Originally Posted by RexAeterna
the power transformer in power amps help handle impedance matching in most cases. so when helping to match impedance it has to maintain a certain voltage and increase and decrease amperes/milliamps depending on the impedance given and demand of the source presented. that's why tube amps always has massive output power transformers(or dual transformers) cause tubes are high voltage sources but only operate in milliamps so the power transformer helps when it involves if the circuit needs amperes instead. i think in headphone amps it should be same formula maybe since they're basically just tiny low power, power-amps to drive headphones instead of speakers.
i'm sorry but you really need to get your terminology straight. a power transformer (which is quite logically; in the power supply) has absolutely NOTHING to do with impedance matching and it would be rare for a power amp to use output transformers either (a totally different device to power transformers) and the ones that do, the output transformer is a 100% passive device, it does not adjust to a load dynamically at all, it can be used for 2 main reasons:
• to transform a high voltage, low current signal (usually, but not exclusively from a tube amp) into a lower voltage but higher current signal that is more suitable for driving transducers (this can also happen in reverse for electrostatic speakers)

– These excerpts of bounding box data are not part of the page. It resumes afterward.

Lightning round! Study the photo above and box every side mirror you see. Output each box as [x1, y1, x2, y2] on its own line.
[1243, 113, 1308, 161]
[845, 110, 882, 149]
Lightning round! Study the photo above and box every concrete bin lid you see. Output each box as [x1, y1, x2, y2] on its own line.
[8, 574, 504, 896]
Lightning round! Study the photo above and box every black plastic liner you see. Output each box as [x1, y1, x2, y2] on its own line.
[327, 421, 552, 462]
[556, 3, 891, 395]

• a step up, or step down tx can be used to transform (in a completely passive and steady way) an amp with a high output impedance into one with a lower output impedance in order to drive the load more effectively. it does this to a set and unchanging ratio, based on the number of turns of wire on the core, it does not actively adjust anything and does not react to the changing load impedance (it changes over frequency too) at all.

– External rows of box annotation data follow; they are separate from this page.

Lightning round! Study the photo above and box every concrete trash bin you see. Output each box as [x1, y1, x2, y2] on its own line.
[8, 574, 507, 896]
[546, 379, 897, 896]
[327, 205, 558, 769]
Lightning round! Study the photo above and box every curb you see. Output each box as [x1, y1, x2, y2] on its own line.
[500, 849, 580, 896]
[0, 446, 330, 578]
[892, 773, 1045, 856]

as mentioned above, the vast majority of modern amps are either DC coupled (no caps) or AC coupled (with caps) its only really tube amps that use output or interstage transformers and even then the trend now, even for tube amps is towards OTL (output transformer less) designs. by in large most power amps (certainly ones that have any actual power, not pissie little 5W single ended, direct heated triode amps) are solid state, or chip amps and these do not as a rule use output transformers at all.